Approfittando dell’apertura prolungata del Palazzo delle Esposizioni, che il venerdì e il sabato chiude alle 22:30, ieri sera ho organizzato una delle mie tipologie di serata preferite: mostra più cena più passeggiata in centro con risultati quasi catastrofici della cena…conclusasi con una passeggiata da vescica dolente.

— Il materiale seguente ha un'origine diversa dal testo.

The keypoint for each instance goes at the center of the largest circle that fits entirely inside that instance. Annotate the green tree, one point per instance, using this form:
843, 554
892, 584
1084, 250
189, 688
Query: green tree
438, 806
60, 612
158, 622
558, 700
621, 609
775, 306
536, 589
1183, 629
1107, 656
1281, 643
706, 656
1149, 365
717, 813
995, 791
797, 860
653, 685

Insomma, vi racconto la mostra. Dal 7 febbraio fino al 6 maggio Palazzo delle Esposizioni ospita la mostra Guggenheim. L’Avanguardia americana 1945-1980. Come sempre Palazzo delle Esposizioni organizza questo genere di eventi allestendo le sale in modo da fornire informazioni sul periodo storico e sulle correnti, anche se qualche piccola nota su ogni quadro non guasterebbe. Anche questa volta il percorso è scandito da testi introduttivi e stanze che rappresentano gli snodi principali dell’Avenguardia americana tra il 1945 e il 1980. In esposizione grandi nomi come Pollock, Warhol, Lichtenstein, Rauscenberg e molti altri proposti all’interno di un percorso tematico che, come vi dicevo, ricalca l’evoluzione dell’arte americana in quegli anni: Espressionismo astratto, New York School, Astrazione degli anni ’60, Pop Art, Minimalismo, Post Minimalismo e Arte Concettuale, Fotorealismo.
Ci andiamo domani? …lo so, io l’ho già vista, ma ci tornerei.